The study of economics is essentially about dealing with scarcity, resource allocation and the methods and processes by which choices are made in the satisfaction of human wants. As a dynamic social science, economics uses scientific methodologies that include quantitative and qualitative elements.

The course emphasizes the economic theories of microeconomics, which deal with economic variables affecting individuals, firms and markets, and the economic theories of macroeconomics, which deal with economic variables affecting countries, governments and societies. These economic theories are not to be studied in a vacuum—rather, they are to be applied to real-world issues.
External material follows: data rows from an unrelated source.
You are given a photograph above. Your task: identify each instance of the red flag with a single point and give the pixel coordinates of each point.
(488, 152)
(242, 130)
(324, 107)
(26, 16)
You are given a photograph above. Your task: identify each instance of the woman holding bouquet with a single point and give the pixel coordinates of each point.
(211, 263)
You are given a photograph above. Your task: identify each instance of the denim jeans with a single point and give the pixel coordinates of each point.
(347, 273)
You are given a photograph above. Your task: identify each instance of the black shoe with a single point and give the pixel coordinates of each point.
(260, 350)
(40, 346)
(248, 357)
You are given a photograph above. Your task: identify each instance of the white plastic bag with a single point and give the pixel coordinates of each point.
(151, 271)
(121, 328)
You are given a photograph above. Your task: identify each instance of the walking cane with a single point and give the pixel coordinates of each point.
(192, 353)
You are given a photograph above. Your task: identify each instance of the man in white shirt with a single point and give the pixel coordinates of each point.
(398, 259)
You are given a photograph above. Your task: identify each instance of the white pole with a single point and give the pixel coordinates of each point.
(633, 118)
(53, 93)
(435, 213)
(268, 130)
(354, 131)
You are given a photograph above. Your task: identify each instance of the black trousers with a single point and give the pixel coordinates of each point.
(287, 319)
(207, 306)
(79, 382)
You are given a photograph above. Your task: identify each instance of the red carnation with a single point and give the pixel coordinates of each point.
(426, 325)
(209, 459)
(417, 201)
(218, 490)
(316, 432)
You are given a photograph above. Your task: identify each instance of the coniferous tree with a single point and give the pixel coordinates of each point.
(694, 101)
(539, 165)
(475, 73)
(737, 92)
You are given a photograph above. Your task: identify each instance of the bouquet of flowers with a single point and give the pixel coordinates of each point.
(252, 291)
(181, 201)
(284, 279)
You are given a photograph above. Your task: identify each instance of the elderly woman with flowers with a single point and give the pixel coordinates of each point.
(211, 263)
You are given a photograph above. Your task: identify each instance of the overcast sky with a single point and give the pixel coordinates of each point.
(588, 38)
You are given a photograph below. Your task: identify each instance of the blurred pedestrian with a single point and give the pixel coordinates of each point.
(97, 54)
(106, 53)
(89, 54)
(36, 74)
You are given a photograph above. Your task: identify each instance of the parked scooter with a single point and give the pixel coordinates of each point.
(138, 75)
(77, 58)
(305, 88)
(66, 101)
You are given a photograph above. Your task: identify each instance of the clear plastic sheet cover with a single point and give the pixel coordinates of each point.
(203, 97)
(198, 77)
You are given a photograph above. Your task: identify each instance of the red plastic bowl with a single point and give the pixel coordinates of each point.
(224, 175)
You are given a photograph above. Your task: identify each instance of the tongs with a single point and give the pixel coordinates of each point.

Prominent among these issues are fluctuations in economic activity, international trade, economic development and environmental sustainability.

The ethical dimensions involved in the application of economic theories and policies permeate throughout the economics course as students are required to consider and reflect on human end-goals and values.

The economics course encourages students to develop international perspectives, fosters a concern for global issues, and raises students’ awareness of their own responsibilities at a local, national and international level. The course also seeks to develop values and attitudes that will enable students to achieve a degree of personal commitment in trying to resolve these issues, appreciating our shared responsibility as citizens of an increasingly interdependent world.

At both standard level and higher level, candidates are required to study four topics: microeconomics, macroeconomics, international economics and development economics with some sub-topics within these reserved solely for higher level. These sections are assessed by two examinations at standard level and three examinations at higher level.

In addition to the examinations, candidates must submit an internal assessment. Both standard level and higher level economics students must produce a portfolio of three commentaries based on articles from published news media.

This course is a two year course. During the junior year, students learn basic economic principles from microeconomics and macroeconomics with minimal introduction to international economics. Students take a mandated End of Course Test at the end of the year that covers the basic economics found in any econ class. 

The first semester of the senior year is a more in-depth study of international economics as well as the more advanced microeconomic concepts contained in Theory of the Firm. Students will also learn the Higher Level (HL) equations and begin to work with them. Additionally, students work independently on their Internal Assessments (IAs). Second semester is almost exclusively an independent study endeavor. Students have two major projects that they will work on in addition to their final IAs. They will also be responsible to use their knowledge from micro, macro, and international economics to teach themselves the concepts contained within the unit called "developing economies." 

The senior year culminates with the IB exams in May.